Et aussi: Théodose le Petit, de Răzvan Rădulescu (Zulma, 2016, traduit par Philippe Loubière), « satire très sérieusement loufoque du pouvoir et de ses aléas » (Lauréat 2010).

Du Monténégro : La tête pleine de joies, d’Ognjen Spahić (Gaïa, 2016, traduit par Alain Cappon), recueil de nouvelles dans lesquelles « l’écrivain commente le processus de création littéraire, à deux pas de la folie » (Lauréat 2014).

De Lettonie : Metal, de Jānis Joņevs (Gaïa, 2016, traduit par Nicolas Auzonneau), suit le destin de Janis et de sa bande : « Dans une Lettonie en transition après l’effondrement de l’Union soviétique, une jeunesse aventureuse s’enflamme pour la culture alternative et le rock metal » (Lauréat 2014).

De Slovaquie : Scènes de la vie de M., de Svetlana Žuchová (Le Ver à Soie, 2019, traduit par Diana Jamborova Lemay) : roman de la perte et du deuil, et de la reconstruction de soi, entre Vienne et Bratislava (Lauréate 2015).

Et aussi : Cafe Hyène, de Jana Beňová (Le Ver à Soie, 2015, traduit par Diana Jamborova Lemay), « mosaique atypique d’observations, de perceptions, de réflexions et de souvenirs » autour d’Elza, de son amie Rebeka et de leurs deux compagnons, Ian et premierseptembre_0Elfman. (Lauréate 2012).

Et aussi : C’est arrivé un premier septembre, de Pavol Rankov (Gaïa Editions, 2019, traduit par Michel Chasteau) : à partir du 1er septembre 1938, « l’histoire intime [de] trois jeunes garçons, puis [de] trois hommes, incarne les remous de la grande Histoire jusqu’en 1968 » (Lauréat 2009).

D’Autriche : Un jour j’ai dû marcher dans l’herbe tendre, de Carolina Schutti (Le Ver à Soie, 2018, traduit par Jacques Duvernet) : « Un village dans l’ombre et une tante qui ne parle pas du passé : c’est dans ce monde que, du jour au lendemain, Maïa se retrouve plongée.
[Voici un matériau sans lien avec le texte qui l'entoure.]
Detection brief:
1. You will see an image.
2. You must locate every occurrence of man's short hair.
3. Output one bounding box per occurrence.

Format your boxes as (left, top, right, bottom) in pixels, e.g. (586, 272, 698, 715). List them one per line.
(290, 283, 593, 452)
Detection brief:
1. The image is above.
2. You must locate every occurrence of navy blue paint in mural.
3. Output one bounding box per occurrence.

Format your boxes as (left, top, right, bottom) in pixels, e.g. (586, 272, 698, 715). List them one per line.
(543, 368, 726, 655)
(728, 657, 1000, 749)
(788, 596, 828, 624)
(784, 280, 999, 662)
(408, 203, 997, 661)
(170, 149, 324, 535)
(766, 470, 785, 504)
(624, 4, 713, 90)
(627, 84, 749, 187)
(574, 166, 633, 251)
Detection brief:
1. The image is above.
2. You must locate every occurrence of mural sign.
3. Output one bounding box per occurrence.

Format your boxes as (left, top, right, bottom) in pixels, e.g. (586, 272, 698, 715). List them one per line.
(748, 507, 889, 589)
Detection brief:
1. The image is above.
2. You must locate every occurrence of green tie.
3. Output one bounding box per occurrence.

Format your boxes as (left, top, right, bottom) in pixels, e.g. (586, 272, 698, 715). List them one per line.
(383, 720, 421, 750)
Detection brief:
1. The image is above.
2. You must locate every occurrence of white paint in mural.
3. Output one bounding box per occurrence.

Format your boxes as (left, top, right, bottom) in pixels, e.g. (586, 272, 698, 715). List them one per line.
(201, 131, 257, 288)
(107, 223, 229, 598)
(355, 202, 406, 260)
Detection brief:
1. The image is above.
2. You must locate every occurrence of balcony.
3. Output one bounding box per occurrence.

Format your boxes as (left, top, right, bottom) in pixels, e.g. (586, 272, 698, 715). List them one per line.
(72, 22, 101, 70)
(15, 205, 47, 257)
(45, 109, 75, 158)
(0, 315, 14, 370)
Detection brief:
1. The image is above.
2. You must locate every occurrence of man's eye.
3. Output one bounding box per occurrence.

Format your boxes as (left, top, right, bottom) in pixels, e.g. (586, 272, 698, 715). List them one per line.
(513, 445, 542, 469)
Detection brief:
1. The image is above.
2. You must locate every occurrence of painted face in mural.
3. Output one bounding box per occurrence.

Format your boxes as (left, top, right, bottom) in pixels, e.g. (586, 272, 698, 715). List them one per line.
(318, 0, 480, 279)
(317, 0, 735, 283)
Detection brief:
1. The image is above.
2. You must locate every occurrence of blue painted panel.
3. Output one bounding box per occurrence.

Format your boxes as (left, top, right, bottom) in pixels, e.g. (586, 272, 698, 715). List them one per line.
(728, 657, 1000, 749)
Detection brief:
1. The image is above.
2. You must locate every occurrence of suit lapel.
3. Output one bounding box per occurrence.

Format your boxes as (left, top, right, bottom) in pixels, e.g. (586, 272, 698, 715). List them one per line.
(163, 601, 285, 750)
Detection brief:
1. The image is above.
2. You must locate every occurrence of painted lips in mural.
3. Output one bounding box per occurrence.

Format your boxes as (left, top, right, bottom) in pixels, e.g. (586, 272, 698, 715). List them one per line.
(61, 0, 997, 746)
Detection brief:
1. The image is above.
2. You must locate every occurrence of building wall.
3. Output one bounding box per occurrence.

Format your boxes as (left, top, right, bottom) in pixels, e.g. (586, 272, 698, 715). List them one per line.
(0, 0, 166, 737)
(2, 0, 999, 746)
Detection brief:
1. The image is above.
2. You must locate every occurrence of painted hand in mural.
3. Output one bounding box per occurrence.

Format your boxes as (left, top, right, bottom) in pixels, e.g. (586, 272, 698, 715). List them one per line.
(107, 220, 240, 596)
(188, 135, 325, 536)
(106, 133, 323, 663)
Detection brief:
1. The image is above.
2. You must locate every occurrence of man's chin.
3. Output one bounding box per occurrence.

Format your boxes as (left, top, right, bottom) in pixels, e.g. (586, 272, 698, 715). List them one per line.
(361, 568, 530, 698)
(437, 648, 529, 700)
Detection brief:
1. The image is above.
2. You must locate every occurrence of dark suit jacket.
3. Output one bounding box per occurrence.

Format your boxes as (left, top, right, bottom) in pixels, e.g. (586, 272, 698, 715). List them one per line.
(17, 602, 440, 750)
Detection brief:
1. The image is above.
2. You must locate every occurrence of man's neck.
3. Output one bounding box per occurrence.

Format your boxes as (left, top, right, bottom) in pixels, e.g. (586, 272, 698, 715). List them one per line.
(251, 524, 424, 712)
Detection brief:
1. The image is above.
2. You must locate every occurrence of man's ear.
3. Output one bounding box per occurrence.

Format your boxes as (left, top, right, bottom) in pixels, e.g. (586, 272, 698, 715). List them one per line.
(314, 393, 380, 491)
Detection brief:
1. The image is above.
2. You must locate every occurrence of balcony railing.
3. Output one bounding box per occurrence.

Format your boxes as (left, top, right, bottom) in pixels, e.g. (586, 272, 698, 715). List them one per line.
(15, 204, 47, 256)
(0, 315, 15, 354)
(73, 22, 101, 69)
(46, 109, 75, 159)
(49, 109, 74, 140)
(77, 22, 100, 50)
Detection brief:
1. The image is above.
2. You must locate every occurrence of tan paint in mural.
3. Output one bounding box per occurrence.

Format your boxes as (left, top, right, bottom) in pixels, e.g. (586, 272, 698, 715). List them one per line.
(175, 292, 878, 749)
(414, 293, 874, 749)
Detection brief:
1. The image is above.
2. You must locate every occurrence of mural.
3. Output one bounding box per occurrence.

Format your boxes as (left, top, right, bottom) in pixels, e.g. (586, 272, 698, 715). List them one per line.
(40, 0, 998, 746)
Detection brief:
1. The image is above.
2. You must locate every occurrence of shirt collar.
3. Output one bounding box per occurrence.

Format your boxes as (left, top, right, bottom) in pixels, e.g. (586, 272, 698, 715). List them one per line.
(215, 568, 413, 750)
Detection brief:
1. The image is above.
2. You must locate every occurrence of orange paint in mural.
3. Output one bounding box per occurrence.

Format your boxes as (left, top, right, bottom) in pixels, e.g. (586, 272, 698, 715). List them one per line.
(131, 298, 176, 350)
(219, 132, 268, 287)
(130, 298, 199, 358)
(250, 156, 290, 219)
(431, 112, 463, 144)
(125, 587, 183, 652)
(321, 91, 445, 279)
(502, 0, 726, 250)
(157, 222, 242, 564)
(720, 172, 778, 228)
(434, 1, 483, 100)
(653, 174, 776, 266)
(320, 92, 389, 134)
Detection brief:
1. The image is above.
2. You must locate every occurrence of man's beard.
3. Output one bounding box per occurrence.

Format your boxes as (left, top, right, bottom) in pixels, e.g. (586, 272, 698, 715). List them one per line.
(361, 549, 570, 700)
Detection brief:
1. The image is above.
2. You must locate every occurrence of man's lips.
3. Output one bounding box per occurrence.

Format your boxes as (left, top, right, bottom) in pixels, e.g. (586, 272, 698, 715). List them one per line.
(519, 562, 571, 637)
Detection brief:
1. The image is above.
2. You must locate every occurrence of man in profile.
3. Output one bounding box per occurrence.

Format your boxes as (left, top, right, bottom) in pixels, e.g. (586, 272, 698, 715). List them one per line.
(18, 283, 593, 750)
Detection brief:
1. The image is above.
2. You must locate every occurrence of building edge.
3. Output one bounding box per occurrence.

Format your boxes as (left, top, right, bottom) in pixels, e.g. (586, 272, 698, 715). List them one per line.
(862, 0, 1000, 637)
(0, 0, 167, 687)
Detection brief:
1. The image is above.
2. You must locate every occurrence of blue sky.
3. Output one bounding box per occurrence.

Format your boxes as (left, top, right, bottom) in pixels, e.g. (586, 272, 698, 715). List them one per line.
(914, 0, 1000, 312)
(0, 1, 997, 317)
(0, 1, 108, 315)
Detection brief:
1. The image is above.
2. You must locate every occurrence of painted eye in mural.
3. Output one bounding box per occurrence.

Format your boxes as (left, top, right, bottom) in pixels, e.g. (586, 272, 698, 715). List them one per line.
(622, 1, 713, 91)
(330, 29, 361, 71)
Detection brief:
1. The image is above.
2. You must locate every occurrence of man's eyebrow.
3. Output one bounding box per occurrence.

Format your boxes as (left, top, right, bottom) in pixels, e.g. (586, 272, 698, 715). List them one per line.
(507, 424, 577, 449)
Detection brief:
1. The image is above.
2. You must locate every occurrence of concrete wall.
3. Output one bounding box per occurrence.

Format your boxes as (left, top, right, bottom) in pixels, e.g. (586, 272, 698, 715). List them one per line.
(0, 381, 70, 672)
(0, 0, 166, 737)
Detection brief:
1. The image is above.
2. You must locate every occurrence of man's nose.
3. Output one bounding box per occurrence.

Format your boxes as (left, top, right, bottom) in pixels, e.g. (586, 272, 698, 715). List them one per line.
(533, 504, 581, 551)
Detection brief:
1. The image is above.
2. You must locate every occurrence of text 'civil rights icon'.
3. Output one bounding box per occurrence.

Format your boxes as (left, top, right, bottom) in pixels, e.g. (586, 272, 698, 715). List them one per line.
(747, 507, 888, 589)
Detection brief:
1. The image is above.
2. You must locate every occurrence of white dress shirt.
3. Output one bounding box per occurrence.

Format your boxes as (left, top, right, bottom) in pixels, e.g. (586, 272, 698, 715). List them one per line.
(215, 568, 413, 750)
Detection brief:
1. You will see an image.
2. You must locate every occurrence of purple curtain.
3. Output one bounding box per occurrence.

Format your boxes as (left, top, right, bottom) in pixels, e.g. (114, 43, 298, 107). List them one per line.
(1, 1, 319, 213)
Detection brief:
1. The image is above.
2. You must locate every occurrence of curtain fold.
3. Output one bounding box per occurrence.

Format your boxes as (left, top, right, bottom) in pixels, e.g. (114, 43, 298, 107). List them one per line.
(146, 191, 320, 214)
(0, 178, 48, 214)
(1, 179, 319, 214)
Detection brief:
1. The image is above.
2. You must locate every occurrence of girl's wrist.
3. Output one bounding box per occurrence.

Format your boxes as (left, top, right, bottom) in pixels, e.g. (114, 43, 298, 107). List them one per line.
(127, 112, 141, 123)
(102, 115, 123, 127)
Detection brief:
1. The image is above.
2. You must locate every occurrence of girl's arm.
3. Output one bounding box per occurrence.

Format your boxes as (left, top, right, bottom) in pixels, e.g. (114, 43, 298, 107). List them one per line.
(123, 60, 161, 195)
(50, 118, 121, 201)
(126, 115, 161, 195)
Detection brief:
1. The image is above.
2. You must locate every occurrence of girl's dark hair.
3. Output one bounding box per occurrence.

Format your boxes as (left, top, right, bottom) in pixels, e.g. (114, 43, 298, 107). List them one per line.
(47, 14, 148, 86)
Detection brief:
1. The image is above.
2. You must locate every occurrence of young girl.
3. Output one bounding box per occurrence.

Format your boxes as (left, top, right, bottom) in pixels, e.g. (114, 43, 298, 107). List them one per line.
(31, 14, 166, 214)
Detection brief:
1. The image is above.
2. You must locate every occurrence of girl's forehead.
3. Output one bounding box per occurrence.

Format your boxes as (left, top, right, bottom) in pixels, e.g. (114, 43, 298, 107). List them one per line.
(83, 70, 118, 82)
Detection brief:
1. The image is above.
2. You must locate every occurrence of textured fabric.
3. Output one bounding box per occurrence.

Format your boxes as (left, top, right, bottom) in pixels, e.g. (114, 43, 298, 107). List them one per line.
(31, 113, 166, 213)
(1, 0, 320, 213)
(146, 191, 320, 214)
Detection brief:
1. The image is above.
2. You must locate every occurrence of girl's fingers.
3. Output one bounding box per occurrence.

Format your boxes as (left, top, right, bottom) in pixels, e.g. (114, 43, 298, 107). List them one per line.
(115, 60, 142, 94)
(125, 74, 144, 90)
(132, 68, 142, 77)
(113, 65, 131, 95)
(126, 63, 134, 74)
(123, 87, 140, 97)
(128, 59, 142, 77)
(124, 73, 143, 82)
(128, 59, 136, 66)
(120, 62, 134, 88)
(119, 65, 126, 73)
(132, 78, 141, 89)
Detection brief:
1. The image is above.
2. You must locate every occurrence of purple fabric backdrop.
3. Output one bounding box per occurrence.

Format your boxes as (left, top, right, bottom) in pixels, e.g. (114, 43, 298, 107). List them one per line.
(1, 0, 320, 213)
Avec la mort prématurée de sa mère biélorussienne, c’est aussi sa langue qui se perd. » (Lauréate 2015).

Du Monténégro : Arcueil, d’Aleksandar Becanovic (éditions Do, 2019, traduit par Alain Cappon), relecture sous plusieurs perspectives du scandale de « l’affaire Arcueil », impliquant un certain marquis de Sade (Lauréat 2017).

D’Estonie : Le pèlerinage, de Tiit Aleksejev (éditions Intervalles, 2018, traduit par Jean Pascal Ollivry). « Le vieux jardinier d’un couvent du sud de la France évoque sa jeunesse passée puis son départ pour Jérusalem au sein de la première croisade. » (Lauréat 2010)

De République tchèque : Nami, de Bianca Bellova (Mirobole, 2018, traduit par Christine Laferrière), « l’histoire d’un jeune garçon qui grandit sur les rives d’un lac en train de s’assécher, quelque part au bout du monde… » (Lauréate 2017).